By Drew Benson and Andrea Jaramillo
Dec. 2 (Bloomberg) -- Argentina’s peso fell for a 15th day, its longest losing streak since the government abandoned a one- to-one peg with the dollar in 2002, as the central bank seeks to smooth out a slide sparked by a tumble in commodity exports.
The peso dropped 0.4 percent to 3.3950 per dollar at 5:16 p.m. in New York, from 3.3825 yesterday. The currency is down 2.9 percent since it began to drop on Nov. 12 and has dropped no more than 0.7 percent in a day over that time. The central bank aims to avoid “sharp fluctuations” in the peso without setting target rates, bank spokesman Fernando Meanos said.
“The central bank is letting the peso devalue in a gradual and controlled manner,” said Daniel Bou Kahir, a currency trader at Buenos Aires-based Banco de la Pampa. The central bank is managing the slide in an effort to avoid further eroding investor confidence in the peso, he said. The extent of the decline “leads us to believe that this plan is here to stay,” he said.
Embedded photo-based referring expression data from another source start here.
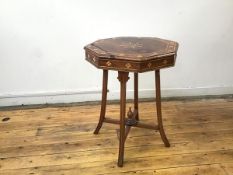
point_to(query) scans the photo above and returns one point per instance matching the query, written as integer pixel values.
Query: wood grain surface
(60, 141)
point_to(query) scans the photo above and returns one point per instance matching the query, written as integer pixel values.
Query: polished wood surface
(60, 140)
(132, 54)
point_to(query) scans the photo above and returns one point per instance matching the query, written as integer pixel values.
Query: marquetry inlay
(108, 63)
(128, 65)
(131, 45)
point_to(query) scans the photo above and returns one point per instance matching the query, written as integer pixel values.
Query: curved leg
(159, 113)
(136, 94)
(123, 78)
(103, 103)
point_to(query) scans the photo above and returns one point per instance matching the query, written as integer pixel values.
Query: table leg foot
(123, 78)
(104, 100)
(159, 112)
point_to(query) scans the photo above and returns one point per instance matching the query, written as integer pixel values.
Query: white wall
(42, 57)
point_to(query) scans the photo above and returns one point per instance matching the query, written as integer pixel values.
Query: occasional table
(131, 54)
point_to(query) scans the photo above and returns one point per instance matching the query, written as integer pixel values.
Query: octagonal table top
(132, 54)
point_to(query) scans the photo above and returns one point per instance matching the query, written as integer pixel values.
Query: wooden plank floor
(59, 141)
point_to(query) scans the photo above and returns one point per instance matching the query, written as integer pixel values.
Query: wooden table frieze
(137, 55)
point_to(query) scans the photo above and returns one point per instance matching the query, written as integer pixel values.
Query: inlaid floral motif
(128, 65)
(108, 63)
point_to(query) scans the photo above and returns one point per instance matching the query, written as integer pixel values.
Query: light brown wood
(200, 133)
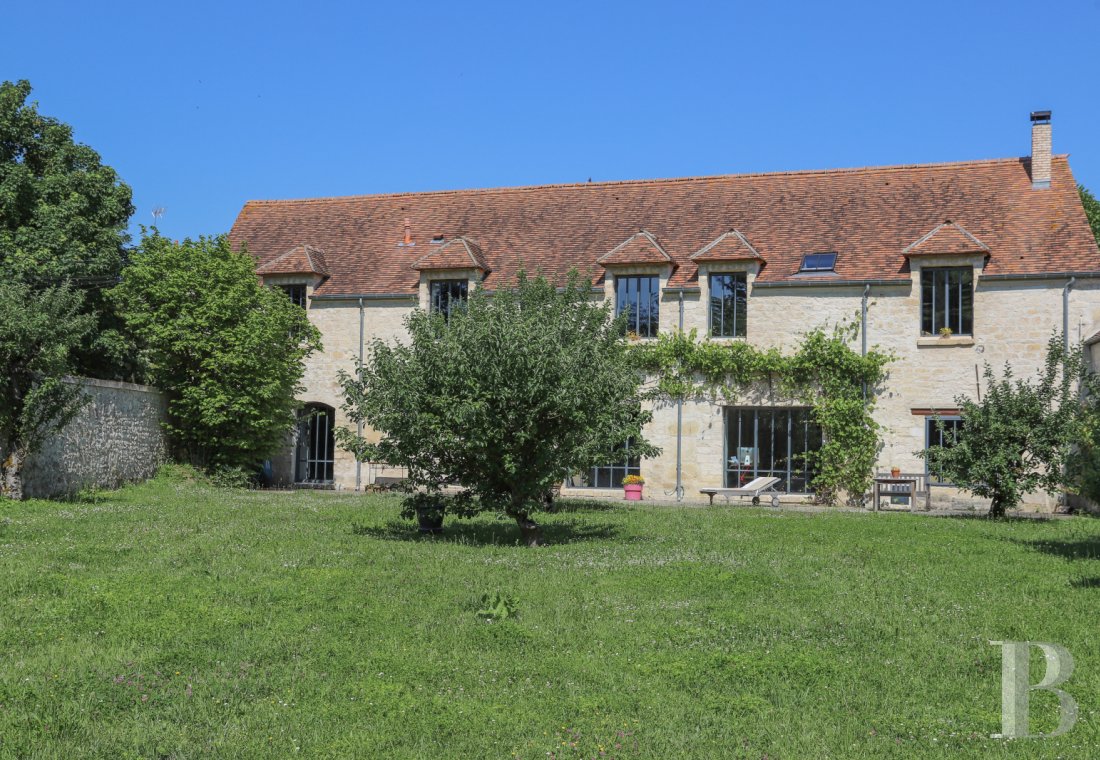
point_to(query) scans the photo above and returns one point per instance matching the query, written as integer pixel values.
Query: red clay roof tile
(868, 216)
(300, 260)
(458, 253)
(727, 246)
(641, 248)
(946, 239)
In a bid to further tighten control, Argentina’s securities regulator announced yesterday that investors must use one agent, Caja de Valores SA, for so-called blue chip swaps that allow Argentines to buy securities with pesos in the country and then sell them abroad for dollars.
Commodities such as soybeans and wheat account for more than half of Argentina’s exports. Commodities have slumped 49 percent since July 2 as the global financial crisis has throttled economic growth, according to the UBS Bloomberg Constant Maturity Commodity Index of 26 raw materials.
‘Gradual Recovery’
The yield on the country’s inflation-linked peso bonds due in December 2033 fell 75 basis points, or 0.75 percentage point, to 20.06 percent, according to Citigroup Inc.’s local unit.
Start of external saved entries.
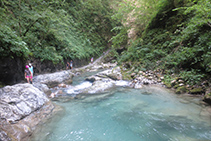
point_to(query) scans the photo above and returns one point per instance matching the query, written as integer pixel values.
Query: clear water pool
(125, 114)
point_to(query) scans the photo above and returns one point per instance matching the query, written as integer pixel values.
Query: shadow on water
(125, 114)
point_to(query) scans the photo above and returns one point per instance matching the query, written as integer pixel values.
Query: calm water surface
(125, 114)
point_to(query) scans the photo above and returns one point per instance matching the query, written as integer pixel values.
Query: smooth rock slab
(18, 101)
(53, 79)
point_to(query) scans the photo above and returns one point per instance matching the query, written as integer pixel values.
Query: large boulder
(22, 108)
(53, 79)
(20, 100)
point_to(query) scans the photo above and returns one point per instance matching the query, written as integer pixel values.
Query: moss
(197, 91)
(126, 76)
(176, 86)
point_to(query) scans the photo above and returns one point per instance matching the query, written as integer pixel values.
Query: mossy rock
(176, 86)
(181, 89)
(126, 76)
(197, 91)
(168, 85)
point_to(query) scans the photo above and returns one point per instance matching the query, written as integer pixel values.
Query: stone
(53, 79)
(22, 108)
(62, 85)
(197, 91)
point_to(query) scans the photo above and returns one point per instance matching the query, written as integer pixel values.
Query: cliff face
(11, 70)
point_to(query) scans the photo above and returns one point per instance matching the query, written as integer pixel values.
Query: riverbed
(126, 114)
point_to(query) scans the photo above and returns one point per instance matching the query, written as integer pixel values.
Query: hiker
(31, 70)
(67, 65)
(92, 60)
(71, 64)
(28, 75)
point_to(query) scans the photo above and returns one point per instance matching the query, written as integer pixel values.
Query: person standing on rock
(67, 65)
(31, 70)
(28, 75)
(92, 59)
(71, 64)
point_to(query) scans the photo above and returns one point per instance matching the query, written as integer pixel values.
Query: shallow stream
(124, 114)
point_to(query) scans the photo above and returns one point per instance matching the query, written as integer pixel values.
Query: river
(152, 113)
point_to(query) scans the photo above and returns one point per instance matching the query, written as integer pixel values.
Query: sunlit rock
(53, 79)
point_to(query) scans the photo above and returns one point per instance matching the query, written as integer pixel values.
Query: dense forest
(169, 35)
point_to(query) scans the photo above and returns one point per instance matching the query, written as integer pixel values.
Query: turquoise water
(124, 114)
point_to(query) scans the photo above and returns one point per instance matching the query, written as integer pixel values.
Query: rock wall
(11, 70)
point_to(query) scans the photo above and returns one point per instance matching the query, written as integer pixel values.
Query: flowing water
(125, 114)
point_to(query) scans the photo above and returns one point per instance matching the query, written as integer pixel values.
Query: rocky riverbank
(24, 106)
(177, 84)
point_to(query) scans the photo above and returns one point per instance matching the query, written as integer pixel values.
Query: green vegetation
(172, 35)
(55, 30)
(169, 35)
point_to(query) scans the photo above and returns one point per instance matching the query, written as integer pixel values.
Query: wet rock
(62, 85)
(54, 79)
(197, 91)
(181, 89)
(22, 107)
(42, 87)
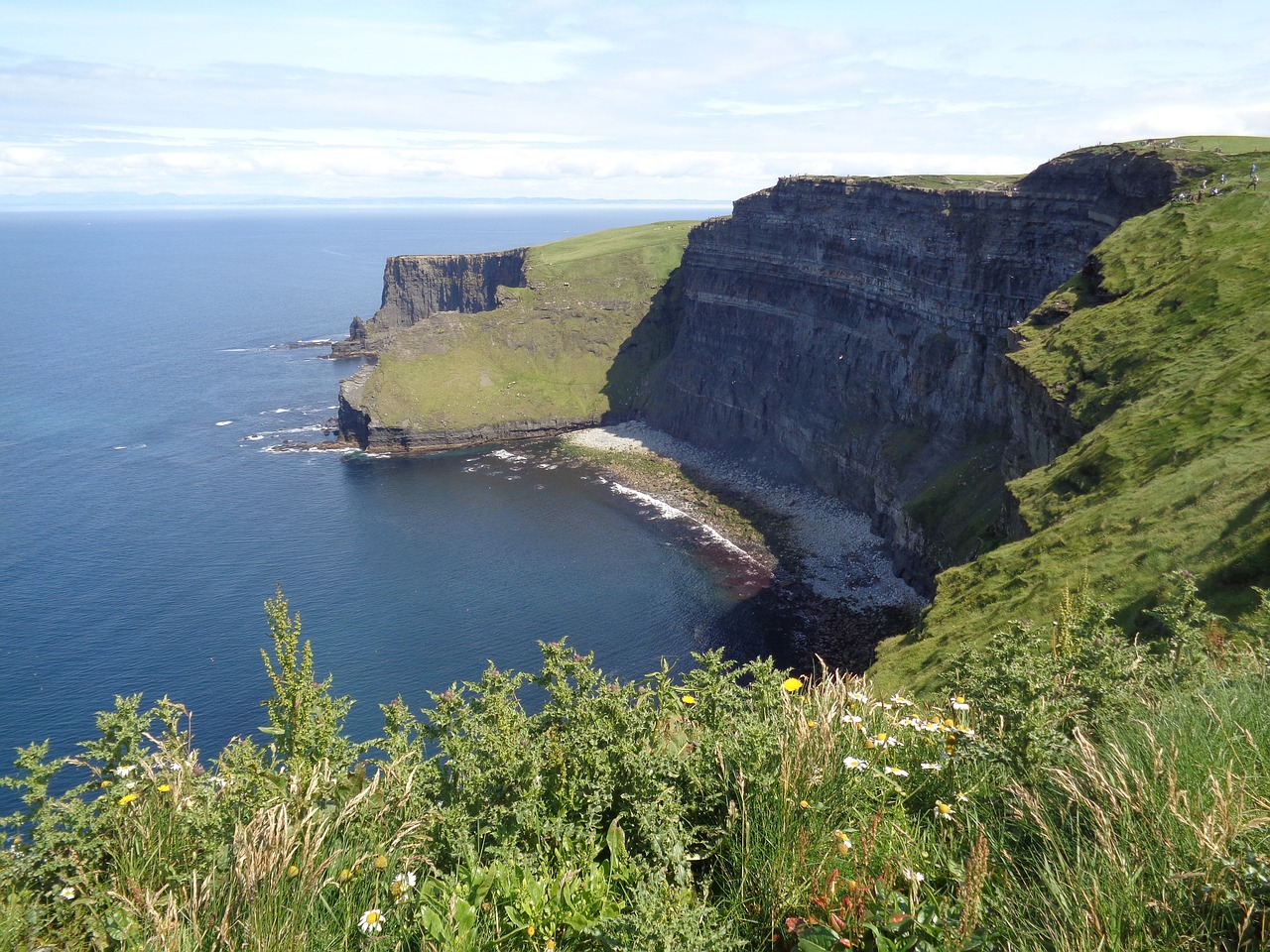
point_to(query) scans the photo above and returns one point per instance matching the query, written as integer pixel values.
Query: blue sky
(688, 99)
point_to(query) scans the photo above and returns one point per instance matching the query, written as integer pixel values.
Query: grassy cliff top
(1160, 350)
(547, 352)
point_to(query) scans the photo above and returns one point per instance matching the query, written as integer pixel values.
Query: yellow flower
(843, 842)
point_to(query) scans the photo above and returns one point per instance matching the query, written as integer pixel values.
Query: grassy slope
(1170, 379)
(547, 353)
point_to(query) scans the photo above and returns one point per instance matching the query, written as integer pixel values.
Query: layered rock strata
(852, 335)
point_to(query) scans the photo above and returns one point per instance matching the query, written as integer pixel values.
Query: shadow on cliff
(651, 340)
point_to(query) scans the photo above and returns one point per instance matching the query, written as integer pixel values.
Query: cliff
(472, 349)
(852, 335)
(417, 287)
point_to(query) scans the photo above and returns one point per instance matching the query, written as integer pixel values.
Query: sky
(657, 99)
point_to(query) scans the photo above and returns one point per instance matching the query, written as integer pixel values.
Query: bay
(144, 522)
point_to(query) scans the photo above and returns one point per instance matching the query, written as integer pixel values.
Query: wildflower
(402, 884)
(843, 842)
(371, 920)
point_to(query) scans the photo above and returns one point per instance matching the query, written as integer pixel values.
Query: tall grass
(729, 807)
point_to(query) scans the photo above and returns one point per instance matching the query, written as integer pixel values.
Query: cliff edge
(852, 334)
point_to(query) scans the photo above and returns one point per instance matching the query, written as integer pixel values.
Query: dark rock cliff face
(417, 287)
(852, 335)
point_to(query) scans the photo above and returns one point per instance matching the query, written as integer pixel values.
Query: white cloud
(698, 98)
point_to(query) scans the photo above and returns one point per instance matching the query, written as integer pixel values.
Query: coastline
(824, 578)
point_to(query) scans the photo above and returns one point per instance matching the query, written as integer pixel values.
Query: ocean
(148, 515)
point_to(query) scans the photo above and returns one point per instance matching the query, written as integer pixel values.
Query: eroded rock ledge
(852, 335)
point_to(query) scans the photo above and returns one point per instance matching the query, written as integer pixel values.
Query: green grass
(549, 353)
(1083, 793)
(1164, 361)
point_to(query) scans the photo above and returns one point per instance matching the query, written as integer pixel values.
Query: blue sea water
(145, 522)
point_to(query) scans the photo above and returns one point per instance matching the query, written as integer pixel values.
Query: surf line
(670, 512)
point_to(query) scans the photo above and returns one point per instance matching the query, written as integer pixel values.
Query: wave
(665, 511)
(313, 448)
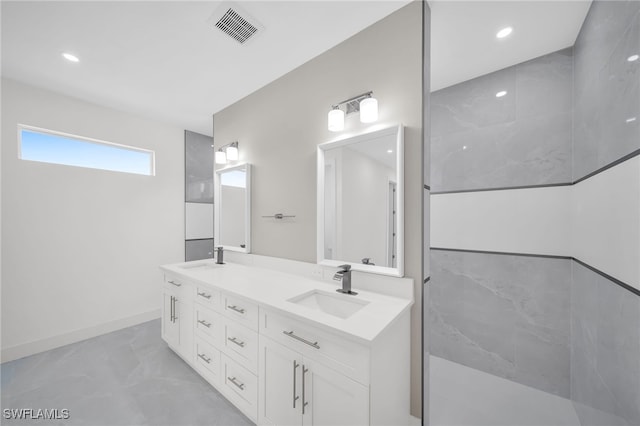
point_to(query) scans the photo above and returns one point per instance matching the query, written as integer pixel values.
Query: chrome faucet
(344, 275)
(219, 255)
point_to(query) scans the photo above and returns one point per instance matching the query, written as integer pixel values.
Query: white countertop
(271, 289)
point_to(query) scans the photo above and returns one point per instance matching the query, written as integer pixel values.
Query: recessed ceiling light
(504, 32)
(71, 58)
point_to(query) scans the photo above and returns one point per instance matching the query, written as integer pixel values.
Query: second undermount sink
(201, 265)
(338, 305)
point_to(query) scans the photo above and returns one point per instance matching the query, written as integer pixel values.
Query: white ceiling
(164, 60)
(463, 35)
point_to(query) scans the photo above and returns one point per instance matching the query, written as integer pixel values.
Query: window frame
(34, 129)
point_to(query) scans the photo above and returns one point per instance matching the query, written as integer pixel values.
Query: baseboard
(31, 348)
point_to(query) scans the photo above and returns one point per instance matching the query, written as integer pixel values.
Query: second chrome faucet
(344, 275)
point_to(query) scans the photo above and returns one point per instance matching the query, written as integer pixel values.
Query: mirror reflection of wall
(233, 208)
(360, 181)
(198, 196)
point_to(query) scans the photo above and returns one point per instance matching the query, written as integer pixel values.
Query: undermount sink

Latin American currencies will outperform other developing- nation currencies in 2009 as “economic fundamentals” in countries such as Brazil and Chile remain strong, Merrill Lynch & Co. currency strategists led by Daniel Tenengauzer said in a research note today.
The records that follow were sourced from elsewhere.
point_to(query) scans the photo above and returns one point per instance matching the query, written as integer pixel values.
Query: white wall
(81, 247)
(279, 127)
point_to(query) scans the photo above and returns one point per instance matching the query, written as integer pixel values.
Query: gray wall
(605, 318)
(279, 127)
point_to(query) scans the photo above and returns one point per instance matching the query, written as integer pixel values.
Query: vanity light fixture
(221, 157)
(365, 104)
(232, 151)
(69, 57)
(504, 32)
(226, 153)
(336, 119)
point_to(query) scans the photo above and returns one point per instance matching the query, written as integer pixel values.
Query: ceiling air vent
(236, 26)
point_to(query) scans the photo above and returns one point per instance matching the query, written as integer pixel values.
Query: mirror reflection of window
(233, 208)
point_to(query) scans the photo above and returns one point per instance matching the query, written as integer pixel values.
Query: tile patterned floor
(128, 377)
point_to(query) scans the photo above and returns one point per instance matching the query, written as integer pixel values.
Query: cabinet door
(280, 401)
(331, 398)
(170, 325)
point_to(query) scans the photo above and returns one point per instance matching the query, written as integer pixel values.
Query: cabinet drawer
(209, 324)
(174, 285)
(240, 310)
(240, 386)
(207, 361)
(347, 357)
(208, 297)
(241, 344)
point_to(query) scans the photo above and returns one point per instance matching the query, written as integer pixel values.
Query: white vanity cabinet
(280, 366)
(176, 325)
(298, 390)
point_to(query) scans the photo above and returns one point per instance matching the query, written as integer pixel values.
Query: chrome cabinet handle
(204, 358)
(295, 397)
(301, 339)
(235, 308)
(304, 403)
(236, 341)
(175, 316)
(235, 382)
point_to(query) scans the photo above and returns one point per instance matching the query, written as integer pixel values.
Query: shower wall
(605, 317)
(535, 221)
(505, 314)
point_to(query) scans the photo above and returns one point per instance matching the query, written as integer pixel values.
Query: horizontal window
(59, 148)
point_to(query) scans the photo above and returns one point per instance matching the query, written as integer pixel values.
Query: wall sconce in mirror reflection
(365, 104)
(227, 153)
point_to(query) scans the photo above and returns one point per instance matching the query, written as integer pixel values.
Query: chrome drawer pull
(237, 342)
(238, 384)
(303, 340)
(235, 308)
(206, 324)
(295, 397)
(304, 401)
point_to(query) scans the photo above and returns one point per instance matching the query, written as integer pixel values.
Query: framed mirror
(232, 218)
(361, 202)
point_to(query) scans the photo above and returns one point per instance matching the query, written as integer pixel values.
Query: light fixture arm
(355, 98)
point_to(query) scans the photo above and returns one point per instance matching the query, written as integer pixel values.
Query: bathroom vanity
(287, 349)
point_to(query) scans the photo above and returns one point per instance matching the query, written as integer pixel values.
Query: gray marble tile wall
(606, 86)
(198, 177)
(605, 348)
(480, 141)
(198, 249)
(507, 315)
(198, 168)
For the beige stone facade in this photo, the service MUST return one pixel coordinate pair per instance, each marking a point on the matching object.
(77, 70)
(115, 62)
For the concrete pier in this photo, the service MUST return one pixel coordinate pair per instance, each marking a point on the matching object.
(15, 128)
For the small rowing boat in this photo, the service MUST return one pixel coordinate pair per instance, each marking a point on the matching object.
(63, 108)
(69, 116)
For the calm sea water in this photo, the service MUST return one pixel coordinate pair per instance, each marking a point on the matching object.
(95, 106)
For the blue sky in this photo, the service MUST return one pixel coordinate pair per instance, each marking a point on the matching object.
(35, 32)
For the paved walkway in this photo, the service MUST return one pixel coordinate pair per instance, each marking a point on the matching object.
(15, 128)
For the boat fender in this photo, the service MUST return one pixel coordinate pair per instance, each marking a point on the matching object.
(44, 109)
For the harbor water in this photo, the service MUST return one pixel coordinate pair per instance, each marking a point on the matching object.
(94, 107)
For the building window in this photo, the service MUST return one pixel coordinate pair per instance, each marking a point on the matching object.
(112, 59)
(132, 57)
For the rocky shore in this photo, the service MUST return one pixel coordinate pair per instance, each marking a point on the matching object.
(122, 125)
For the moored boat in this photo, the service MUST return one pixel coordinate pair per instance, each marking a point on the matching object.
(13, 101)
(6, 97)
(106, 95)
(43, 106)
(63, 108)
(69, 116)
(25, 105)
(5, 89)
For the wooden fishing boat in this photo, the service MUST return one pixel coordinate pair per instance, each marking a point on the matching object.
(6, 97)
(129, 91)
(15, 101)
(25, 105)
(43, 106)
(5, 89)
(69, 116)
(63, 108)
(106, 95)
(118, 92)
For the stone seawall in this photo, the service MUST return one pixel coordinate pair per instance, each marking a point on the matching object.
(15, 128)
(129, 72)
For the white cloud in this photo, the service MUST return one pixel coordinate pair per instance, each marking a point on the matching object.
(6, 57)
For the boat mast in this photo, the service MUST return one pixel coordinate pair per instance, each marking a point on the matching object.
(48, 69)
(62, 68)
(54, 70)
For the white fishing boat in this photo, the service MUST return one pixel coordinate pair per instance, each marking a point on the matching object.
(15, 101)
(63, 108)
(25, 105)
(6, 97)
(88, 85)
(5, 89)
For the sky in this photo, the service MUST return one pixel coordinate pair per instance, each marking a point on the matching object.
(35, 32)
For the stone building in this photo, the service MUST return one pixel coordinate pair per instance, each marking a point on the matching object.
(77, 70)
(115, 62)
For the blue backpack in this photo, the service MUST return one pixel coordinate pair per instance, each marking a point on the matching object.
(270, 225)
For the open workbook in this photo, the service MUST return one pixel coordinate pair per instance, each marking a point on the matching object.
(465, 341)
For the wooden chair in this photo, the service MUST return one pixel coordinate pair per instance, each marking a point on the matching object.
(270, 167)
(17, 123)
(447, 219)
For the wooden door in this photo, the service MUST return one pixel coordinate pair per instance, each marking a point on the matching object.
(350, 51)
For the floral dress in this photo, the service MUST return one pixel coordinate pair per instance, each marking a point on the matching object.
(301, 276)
Chile’s peso will post a “gradual recovery” next year, ending at 580 per dollar, while Colombia’s peso will underperform other Latin American currencies and the Argentine peso will weaken, according to the report.
The Chilean currency dropped 0.7 percent to 670.77 per U.S. dollar, from 666.05 yesterday. The peso has plunged 26 percent this year.
The yield for a basket of five-year peso bonds in inflation-linked currency units, known as unidades de fomento, fell four basis points to 3.47 percent, according to Bloomberg composite prices.
Colombia, Peru
Colombia’s peso declined 0.2 percent to 2,320.1 per dollar from 2,316 yesterday. The yield on the nation’s benchmark 11 percent bonds due in July 2020 fell the most in more than a week, dropping 19 basis points to 12.13 percent, according to Colombia’s stock exchange.
In Peru, the sol fell 0.3 percent to 3.113 per dollar, from 3.1040 yesterday. The yield on Peru’s 8.6 percent sol- denominated bond due in August 2017 fell 15 basis points to 7.85 percent, according to the local unit of Citigroup Inc.
Venezuela’s bolivar was little changed at 5.1 per dollar in the unregulated market, traders said. Venezuela pegs the currency at an official exchange rate of 2.15 per dollar under restrictions imposed in 2003. People turn to the unregulated market when they can’t get dollars at the official rate.